Mitochondrial phosphate carrier deficiency is a rare inherited disorder characterized by hypertrophic cardiomyopathy, muscular hypotonia, and lactic acidosis (Seifert et al. 2015; Mayr et al. 2007; Mayr et al. 2011; Bhoj et al. 2015). In contrast to other mitochondrial disorders that cause cardiomyopathy, mitochondrial phosphate carrier deficiency patients retain normal oxidative phosphorylation (OXPHOS) complex activities and do not exhibit neurocognitive involvement.

To date, fewer than ten individuals with this disorder have been reported worldwide. In these patients, the disease was detected during prenatal ultrasound investigation or presented shortly after birth.

Mitochondrial phosphate carrier deficiency is an autosomal recessive disorder caused by defects in the mitochondrial phosphate carrier gene SLC25A3 (Mayr et al. 2007; Mayr et al. 2011). The mitochondrial phosphate carrier (also referred to as PiC) catalyzes the transport of phosphate into the mitochondrial matrix, a porcess that is essential for the aerobic synthesis of adenosine triphosphate (ATP). The SLC25A3 gene has two tissue-specific alternative isoforms, known as PiC-A and PiC-B. Both isoforms have 7 coding exons, although each isoform carries a unique third exon. PiC-A is predominantly found in heart and skeletal muscle; in contrast, PiC-B is ubiquitously expressed, with highest levels in the lung and thyroid (Dolce et al. 1996).

Several causative missense variants, one splicing variant, and one small deletion/insertion have been reported in SLC25A3 to date (Human Gene Mutation Database). Two reported SLC25A3 causative variants (c.215G>A and c.158-9A>G) only affect exon 3A of PiC-A (Mayr et al. 2011). All other reported pathogenic variants may affect both the PiC-A and PiC-B isoforms (Mayr et al. 2007; Bhoj et al. 2015)

The clinical sensitivity for this test is difficult to estimate, as pathogenic variants in the SLC25A3 gene have been reported in fewer than ten individuals to date (Mayr et al. 2007; Mayr et al. 2011; Bhoj et al. 2015). Analytical sensitivity is expected to be high, however, as all of the pathogenic variants reported in these patients can be detected via sequencing.

No gross deletions or insertions have been reported in the SLC25A3 gene to date (Human Gene Mutation Database).
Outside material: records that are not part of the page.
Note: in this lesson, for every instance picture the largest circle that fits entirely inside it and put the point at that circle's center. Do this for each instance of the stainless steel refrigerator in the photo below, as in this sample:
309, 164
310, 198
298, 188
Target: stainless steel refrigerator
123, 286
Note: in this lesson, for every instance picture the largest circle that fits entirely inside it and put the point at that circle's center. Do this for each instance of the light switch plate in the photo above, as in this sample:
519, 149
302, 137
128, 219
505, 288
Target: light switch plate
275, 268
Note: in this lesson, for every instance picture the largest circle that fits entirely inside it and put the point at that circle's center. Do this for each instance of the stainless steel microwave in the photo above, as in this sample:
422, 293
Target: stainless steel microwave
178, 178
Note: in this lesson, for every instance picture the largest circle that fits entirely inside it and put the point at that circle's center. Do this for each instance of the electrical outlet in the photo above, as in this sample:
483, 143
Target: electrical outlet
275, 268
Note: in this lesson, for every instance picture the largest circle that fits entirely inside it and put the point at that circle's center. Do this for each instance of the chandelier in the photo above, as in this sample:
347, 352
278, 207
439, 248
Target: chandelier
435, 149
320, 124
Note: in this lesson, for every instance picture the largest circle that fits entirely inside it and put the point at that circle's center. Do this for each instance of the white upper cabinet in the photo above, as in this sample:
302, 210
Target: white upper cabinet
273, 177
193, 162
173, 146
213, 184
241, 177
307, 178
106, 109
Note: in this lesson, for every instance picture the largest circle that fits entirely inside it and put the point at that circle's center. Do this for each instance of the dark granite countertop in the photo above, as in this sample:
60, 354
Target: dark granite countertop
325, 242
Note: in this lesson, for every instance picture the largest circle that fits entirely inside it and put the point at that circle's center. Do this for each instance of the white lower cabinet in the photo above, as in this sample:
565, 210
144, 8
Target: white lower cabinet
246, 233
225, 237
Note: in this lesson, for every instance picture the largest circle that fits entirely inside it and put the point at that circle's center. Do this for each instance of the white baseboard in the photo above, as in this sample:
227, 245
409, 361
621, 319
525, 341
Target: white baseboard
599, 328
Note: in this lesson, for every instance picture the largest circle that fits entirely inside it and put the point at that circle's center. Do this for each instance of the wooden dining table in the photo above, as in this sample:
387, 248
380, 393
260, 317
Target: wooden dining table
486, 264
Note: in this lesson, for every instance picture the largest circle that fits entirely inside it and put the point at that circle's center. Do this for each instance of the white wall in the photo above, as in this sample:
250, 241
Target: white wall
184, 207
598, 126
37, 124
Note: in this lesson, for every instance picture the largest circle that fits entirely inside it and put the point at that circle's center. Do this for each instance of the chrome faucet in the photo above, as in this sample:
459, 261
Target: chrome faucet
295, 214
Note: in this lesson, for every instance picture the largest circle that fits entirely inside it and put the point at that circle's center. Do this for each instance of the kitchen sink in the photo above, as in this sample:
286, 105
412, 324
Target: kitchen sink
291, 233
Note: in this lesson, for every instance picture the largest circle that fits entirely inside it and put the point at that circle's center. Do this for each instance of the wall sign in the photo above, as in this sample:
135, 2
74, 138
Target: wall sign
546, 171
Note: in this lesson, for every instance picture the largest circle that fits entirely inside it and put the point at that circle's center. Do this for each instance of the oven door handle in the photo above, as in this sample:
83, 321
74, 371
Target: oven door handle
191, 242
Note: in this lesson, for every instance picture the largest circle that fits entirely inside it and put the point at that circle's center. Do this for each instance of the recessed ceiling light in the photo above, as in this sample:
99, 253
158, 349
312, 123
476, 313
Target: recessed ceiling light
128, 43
This test provides full coverage of all coding exons of the SLC25A3 gene plus 10 bases of flanking noncoding DNA in all available transcripts along with other non-coding regions in which pathogenic variants have been identified at PreventionGenetics or reported elsewhere. We define full coverage as >20X NGS reads or Sanger sequencing. PGnome panels typically provide slightly increased coverage over the PGxome equivalent. PGnome sequencing panels have the added benefit of additional analysis and reporting of deep intronic regions (where applicable).

Dependent on the sequencing backbone selected for this testing, discounted reflex testing to any other similar backbone-based test is available (i.e., PGxome panel to whole PGxome; PGnome panel to whole PGnome).